Mediating Image Diffusion Models for Video-to-Video Translation with Temporal Correspondence Guidance
AAAI 2024
Ernie Chu
Tzuhsuan Huang
Shuo-Yen Lin
Jun-Cheng Chen
Research Center for Information Technology Innovation, Academia Sinica
MeDM enables temporally consistent video rendering and translation using image Diffusion Models. Slide for interactive comparison. Inputs are on the left.

MeDM utilizes pre-trained image Diffusion Models for video-to-video translation with consistent temporal flow. The proposed framework can render videos from scene position information, such as a normal G-buffer, or perform text-guided editing on videos captured in real-world scenarios. We employ explicit optical flows to construct a practical coding that enforces physical constraints on generated frames and mediates independent frame-wise scores. By leveraging this coding, maintaining temporal consistency in the generated videos can be framed as an optimization problem with a closed-form solution. To ensure compatibility with Stable Diffusion, we also suggest a workaround for modifying observed-space scores in latent-space Diffusion Models. Notably, MeDM does not require fine-tuning or test-time optimization of the Diffusion Models.
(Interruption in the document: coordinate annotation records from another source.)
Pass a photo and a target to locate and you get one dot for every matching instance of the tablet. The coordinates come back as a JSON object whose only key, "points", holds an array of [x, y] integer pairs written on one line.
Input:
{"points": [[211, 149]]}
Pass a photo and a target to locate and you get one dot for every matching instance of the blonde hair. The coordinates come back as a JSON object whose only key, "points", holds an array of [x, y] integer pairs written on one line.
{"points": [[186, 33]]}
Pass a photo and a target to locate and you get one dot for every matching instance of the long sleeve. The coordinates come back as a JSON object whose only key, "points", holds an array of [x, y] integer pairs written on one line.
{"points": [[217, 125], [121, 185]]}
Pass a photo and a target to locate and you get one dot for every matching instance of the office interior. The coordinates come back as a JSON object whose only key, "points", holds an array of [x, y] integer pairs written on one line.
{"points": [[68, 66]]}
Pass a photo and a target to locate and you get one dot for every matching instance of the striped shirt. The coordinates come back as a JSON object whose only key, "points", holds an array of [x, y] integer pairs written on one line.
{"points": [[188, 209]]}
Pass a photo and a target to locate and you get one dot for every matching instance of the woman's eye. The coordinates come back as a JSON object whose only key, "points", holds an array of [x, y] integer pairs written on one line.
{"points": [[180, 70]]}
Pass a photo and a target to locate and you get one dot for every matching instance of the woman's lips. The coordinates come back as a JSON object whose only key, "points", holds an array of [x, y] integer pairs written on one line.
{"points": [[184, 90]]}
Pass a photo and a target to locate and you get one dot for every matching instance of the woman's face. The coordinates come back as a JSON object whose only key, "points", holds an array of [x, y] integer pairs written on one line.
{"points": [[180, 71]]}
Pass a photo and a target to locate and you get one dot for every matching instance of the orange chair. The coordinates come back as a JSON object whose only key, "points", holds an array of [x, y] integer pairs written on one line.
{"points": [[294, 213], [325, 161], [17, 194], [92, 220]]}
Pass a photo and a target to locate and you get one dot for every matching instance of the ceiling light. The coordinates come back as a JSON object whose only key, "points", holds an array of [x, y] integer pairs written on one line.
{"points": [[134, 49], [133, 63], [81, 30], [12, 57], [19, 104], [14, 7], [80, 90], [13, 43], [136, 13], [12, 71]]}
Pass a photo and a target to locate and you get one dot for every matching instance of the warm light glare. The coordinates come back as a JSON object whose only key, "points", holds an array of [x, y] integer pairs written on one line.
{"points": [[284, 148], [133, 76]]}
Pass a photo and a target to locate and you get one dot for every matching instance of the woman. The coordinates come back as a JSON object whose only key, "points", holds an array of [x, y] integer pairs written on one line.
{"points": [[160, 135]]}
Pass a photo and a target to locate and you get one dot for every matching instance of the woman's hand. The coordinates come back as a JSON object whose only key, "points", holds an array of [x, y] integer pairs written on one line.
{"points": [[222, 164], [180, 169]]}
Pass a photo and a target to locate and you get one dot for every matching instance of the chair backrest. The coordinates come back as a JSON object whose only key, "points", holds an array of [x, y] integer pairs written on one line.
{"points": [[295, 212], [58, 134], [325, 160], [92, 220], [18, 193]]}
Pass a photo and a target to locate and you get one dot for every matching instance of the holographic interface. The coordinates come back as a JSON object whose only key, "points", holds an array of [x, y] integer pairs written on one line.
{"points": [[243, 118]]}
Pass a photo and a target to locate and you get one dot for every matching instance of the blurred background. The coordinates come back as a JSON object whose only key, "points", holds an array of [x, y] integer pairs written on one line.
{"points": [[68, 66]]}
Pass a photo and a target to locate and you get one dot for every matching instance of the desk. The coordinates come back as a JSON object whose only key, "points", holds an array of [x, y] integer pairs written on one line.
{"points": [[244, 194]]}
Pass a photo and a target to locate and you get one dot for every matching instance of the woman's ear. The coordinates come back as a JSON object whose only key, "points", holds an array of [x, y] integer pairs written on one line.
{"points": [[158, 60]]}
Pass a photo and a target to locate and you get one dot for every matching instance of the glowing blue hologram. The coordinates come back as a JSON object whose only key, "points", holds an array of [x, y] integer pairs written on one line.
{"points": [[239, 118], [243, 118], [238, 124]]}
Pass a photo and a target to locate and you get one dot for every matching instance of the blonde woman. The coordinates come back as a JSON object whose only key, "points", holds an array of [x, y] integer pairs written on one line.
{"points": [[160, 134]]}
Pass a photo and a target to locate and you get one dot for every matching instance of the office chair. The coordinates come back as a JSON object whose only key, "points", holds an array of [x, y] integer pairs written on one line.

We extract a 20-pixel-wide vertical segment of pixels from each generated frame and stack them horizontally. MeDM produces fluent videos which reconstruct stripe-free images. Show video.
MeDM mediates independent image score estimations after every denoising step. Inspired by the fact that video pixels are essentially views to the underlying objects, we construct an explicit pixel repository to represent the underlying world. For more details, please refer to our paper.
Video Rendering

MeDM is capable of efficiently rendering high quality videos solely from 3D assets, including optical flows, occlusions and position information (depth, normal). We use the lineart derived from the normal maps as the input conditions to ControlNet. 3D assets from MPI Sintel.

In addition, MeDM can also begin with adding noise to the pre-rendered videos and perform the denoising process from 0.5T step following SDEdit. The generated video should be similar to the original animation and incorporating the realistic prior from the pre-trained DM (The difference is especially significant in complex texture, such as hair). More quantitative results, including comparison with prior works, can be found in our paper.

Text-Guided Video Edit

MeDM also performs well without high precision optical flows. We demonstrate this by applying text-guided video editing on real-world videos in DAVIS 2016.

Prompt: a panda in Arctic, snow, ice, iceberg
Video Anonymization

Finally, we demonstrate the versatility of MeDM. For example, MeDM can perform video anonymization out-of-the-box. We leverage the fact that human visual perception exhibits a remarkable sensitivity to human faces while our ability to detect and recognize other objects is not as specialized. We add noise to a video with a strength of 0.5T, which is strong enough to erase the identity while preserving other objects and the background scene, and perform denoising using MeDM to obtain the anonymized video. Text conditioning can also be injected to enable a more targeted identity modification. Celebrity videos from CelebV-HQ.